# Knives for Brisket, straight vs curved; flexible vs stiff, serrated vs smooth.



## jtung23 (Jun 5, 2017)

New to smoking brisket and wanted to pick up a couple knives for the fat trimming and slicing.

Looking online, I wasn't able to figure out which factors of the knife would be best for trimming, straight vs curved and flexible vs stiff. Also, how do you determine what length you want the blade to be?

For the slicing knife, what would the difference be between serrated and a smooth blade?

I was thinking of getting the Wusthof 6" Curved Boning knife. What do y'all think?

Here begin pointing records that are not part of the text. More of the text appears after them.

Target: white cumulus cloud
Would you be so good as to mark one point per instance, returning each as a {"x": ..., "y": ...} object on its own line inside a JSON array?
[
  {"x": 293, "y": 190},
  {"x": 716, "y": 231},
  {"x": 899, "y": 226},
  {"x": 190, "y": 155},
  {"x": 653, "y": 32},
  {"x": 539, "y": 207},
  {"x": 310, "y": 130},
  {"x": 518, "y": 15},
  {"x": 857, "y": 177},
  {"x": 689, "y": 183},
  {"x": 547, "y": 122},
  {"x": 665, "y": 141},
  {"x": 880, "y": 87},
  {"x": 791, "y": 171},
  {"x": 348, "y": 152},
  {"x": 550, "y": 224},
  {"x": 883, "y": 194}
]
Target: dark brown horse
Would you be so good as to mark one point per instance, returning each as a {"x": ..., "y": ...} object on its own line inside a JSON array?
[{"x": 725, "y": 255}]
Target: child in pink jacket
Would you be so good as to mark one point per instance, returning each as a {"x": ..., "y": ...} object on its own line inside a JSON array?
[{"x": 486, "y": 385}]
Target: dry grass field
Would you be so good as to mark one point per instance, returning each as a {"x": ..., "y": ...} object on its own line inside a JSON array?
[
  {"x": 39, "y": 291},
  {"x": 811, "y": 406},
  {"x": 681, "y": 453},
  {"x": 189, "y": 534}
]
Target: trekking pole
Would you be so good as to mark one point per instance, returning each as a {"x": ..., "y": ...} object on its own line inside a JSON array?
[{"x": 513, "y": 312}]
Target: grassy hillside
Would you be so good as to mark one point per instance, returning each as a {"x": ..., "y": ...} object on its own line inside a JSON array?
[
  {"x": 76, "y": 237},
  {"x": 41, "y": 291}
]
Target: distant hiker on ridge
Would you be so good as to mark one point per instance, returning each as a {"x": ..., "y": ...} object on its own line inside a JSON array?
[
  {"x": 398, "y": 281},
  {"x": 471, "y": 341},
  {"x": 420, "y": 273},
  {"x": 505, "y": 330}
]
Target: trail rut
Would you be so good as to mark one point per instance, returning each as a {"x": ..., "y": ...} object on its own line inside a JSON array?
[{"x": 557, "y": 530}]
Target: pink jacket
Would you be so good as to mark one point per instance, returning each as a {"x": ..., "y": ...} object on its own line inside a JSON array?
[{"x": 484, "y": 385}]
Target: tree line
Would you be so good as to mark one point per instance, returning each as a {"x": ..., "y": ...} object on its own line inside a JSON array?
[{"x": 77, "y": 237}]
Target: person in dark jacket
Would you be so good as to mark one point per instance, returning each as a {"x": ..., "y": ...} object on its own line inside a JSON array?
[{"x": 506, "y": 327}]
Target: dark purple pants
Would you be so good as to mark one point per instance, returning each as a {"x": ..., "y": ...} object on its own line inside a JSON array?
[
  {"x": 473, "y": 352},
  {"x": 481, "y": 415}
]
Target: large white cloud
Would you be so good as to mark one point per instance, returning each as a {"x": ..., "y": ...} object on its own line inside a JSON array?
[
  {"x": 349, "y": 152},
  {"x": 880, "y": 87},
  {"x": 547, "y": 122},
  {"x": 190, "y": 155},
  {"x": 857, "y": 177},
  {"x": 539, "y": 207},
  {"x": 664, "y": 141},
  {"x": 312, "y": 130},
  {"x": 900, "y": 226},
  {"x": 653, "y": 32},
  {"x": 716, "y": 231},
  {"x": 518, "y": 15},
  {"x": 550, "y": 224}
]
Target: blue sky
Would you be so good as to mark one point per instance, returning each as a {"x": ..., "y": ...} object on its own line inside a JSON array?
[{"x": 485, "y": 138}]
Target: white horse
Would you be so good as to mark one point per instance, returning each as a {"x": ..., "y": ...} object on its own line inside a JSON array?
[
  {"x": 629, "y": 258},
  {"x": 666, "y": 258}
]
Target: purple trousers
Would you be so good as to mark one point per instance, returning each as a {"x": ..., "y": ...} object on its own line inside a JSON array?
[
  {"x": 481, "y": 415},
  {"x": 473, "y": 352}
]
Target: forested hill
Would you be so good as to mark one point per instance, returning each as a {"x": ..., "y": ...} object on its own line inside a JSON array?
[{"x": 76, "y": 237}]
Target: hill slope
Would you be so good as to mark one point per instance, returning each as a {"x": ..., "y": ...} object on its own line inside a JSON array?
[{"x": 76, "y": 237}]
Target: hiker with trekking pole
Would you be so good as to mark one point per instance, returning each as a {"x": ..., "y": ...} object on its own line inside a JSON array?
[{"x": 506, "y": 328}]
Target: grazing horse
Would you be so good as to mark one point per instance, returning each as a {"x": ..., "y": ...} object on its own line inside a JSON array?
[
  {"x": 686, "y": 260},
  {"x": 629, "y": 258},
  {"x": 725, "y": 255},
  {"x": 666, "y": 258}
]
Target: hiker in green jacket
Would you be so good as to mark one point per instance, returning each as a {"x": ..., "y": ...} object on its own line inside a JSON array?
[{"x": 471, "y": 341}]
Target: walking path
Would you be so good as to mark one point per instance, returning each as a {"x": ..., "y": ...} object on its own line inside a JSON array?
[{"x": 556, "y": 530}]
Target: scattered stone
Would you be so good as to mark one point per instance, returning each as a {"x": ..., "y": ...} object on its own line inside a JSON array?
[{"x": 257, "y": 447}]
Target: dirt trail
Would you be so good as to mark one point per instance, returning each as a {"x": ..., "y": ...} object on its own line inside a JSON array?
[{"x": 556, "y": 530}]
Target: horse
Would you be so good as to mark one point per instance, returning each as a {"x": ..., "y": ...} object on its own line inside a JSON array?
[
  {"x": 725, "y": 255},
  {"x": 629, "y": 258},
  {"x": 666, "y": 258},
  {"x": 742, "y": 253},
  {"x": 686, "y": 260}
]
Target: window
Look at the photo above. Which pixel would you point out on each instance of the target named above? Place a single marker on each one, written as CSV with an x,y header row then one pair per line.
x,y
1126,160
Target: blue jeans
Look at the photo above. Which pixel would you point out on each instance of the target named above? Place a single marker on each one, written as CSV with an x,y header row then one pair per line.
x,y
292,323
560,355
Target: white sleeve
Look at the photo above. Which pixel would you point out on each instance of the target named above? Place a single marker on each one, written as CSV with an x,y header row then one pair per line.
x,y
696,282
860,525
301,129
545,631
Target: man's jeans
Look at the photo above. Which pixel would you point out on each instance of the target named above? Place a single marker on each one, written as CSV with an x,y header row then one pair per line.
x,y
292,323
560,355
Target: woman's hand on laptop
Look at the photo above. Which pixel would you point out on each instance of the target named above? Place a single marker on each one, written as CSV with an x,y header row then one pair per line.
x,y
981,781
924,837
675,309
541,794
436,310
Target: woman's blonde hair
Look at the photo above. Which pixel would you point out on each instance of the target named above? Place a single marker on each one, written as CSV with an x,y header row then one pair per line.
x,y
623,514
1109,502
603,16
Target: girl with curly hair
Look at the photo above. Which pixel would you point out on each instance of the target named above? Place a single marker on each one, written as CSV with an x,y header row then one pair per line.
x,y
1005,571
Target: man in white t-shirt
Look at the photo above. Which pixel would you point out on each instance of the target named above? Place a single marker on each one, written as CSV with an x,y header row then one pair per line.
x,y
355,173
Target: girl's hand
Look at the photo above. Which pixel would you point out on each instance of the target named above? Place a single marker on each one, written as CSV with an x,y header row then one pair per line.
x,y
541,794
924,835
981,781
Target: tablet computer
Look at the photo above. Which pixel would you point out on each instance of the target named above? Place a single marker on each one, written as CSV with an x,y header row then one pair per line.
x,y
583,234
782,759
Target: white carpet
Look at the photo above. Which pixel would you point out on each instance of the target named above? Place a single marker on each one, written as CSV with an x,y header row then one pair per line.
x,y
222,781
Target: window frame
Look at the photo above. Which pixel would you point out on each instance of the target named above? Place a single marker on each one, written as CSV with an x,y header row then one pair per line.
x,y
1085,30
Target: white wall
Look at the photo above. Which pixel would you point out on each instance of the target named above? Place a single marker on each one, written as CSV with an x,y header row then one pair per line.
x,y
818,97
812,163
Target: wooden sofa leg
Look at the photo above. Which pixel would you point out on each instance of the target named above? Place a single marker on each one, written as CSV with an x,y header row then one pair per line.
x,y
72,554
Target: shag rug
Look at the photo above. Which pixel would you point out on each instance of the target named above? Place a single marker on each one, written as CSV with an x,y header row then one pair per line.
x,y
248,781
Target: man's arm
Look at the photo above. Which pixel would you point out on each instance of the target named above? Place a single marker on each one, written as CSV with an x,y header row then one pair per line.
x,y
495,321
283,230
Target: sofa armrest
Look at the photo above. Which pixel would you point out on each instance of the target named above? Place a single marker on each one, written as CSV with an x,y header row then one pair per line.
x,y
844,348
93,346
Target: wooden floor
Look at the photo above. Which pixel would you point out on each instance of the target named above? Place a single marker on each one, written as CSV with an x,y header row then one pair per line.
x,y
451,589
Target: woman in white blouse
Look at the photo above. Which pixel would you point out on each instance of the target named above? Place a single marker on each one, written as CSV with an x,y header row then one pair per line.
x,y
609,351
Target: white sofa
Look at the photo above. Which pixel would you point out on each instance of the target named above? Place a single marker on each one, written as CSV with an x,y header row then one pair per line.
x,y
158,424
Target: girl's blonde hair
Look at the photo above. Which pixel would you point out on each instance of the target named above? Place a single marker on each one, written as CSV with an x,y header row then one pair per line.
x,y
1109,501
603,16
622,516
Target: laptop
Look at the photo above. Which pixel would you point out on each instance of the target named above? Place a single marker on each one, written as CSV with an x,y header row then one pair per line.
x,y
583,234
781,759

http://www.wusthof.com/products/knives/6-curved-boning-knife-1999

Happy Smoking!


----------



## ynot2k (Jun 5, 2017)

For trimming brisket we use 9" Dexter fillet knivest.  Very flexible so we can get into all areas that need trimmed.  Also very light weight for when we are trimming lots of briskets.

For carving we us 9" Victorinox with serrated blade.  Easily gets through the bark without tearing it up and makes beautiful presentation slices.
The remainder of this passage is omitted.